Continuing this theme, the power of local, regional and national communities to shape the contours of production systems represents another somewhat neglected issue in today’s economic geography. A culturally inflected approach to this question has emphasized the importance of public investments in education and scientific research. The state has also been called upon to help modify the behaviour of economic agents by inculcating cultures of individual enterprise and entrepreneurship, and especially cultures of cooperation, where none existed before—what Jessop (2000: 76) refers to as a fundamental shift from government to governance and meta-gover-nance. Taking the longer view, the presence of the public sphere in the realm of production has historically been considerably larger than this, suggesting that we need to resist the urge to reduce its role to that of educator, coach and matchmaker.

Through its control of key economic and social institutions, the state’s continuing role in shaping the behaviour and practices of firms, and in imposing order on an otherwise unruly world of markets, remains vital to our understanding of how production works and how production cultures are themselves produced at a variety of spatial scales. This role for the state as a producer and regulator of the ‘soft infrastructure’ of the economy is as old as capitalism itself (Polanyi, 1944). Of course these institutions, while durable, also evolve through time and are themselves shaped by local, national and international politics and power struggles (Clark et al., 2000b). It is here that we need to reconsider explicitly the third big idea from the cultural economic geography of production—path dependency. Whether at the national or the regional scale, the influence of human action can and does bring about change within institutional structures. Our present level of understanding of the evolutionary dynamics of lock-in versus change still remains woefully underdeveloped, with seemingly little or no room for local or national politics.

In summing up, there is little doubt that a cultural economic geography of production has opened up new conceptual and empirical terrain previously considered off-limits to economic geographers, and the field is richer for it.

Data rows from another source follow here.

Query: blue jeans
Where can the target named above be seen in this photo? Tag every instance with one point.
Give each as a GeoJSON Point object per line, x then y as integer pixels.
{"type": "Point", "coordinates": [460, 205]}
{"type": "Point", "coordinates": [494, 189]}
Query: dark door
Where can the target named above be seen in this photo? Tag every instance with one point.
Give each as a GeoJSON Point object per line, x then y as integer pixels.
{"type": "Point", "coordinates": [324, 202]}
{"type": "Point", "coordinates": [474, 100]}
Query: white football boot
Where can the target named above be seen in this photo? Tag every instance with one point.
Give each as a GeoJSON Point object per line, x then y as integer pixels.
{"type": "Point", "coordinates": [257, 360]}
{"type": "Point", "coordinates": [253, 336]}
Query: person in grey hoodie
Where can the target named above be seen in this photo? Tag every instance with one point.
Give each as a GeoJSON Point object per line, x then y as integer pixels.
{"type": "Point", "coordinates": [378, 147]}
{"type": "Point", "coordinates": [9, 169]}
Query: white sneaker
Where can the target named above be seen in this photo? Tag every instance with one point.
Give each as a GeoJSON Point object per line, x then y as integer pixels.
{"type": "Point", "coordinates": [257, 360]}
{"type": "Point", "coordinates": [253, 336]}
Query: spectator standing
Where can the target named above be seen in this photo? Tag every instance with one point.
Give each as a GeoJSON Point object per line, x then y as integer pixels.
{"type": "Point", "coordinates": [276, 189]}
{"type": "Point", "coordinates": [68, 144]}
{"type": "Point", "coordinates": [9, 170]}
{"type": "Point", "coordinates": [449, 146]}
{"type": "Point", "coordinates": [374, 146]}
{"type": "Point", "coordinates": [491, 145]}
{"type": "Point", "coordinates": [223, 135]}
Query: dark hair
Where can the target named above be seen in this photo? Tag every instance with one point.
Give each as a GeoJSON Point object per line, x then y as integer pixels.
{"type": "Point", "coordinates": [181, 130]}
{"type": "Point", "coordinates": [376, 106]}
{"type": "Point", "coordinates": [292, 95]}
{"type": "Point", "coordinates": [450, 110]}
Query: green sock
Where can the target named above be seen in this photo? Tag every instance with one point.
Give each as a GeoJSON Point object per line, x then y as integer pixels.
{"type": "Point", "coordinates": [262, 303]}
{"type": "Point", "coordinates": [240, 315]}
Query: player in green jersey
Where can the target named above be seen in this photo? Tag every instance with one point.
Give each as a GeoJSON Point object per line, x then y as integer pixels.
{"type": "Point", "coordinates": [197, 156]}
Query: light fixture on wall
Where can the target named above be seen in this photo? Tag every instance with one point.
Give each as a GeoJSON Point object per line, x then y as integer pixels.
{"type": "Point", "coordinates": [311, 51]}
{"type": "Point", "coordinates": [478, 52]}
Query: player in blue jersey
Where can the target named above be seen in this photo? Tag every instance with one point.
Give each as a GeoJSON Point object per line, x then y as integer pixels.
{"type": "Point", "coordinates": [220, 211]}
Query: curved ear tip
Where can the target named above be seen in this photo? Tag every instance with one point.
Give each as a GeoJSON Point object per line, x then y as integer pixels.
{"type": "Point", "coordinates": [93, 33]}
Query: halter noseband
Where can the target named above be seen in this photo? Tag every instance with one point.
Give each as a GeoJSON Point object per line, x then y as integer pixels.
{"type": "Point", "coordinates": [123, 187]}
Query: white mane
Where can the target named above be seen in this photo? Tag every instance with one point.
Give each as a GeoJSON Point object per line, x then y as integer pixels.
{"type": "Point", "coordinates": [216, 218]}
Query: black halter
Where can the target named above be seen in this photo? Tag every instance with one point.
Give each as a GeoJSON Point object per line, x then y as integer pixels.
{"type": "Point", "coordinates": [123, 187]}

Certain truisms—once unthinkable—have now become widely accepted. Culture and economy are now accepted as two sides of the same coin. Seemingly natural structures such as markets are now understood to be deeply embedded. One simply cannot understand how economies in particular places work (or how production processes unfold) without considering the broader social matrix within which they are situated. While this has always been true, our awareness of this relationship, and of the importance of local cultures of production, has been heightened by the growing importance of two major phenomena: the social division of labour in production systems and the role of knowledge production and sharing (learning). All the same, with these basic insights now effectively assimilated within the canon of economic-geographical thought, it is now time to take our analysis to another level of sophistication. In the heady early days of economic geography’s cultural turn, the choice posed by many—to which I alluded at the beginning of this chapter—was between cultural economy and political economy. As we enter a more mature phase, perhaps we shall see greater value in reworking earlier themes and questions concerning the geography of production. How about a cultural political economy of geography?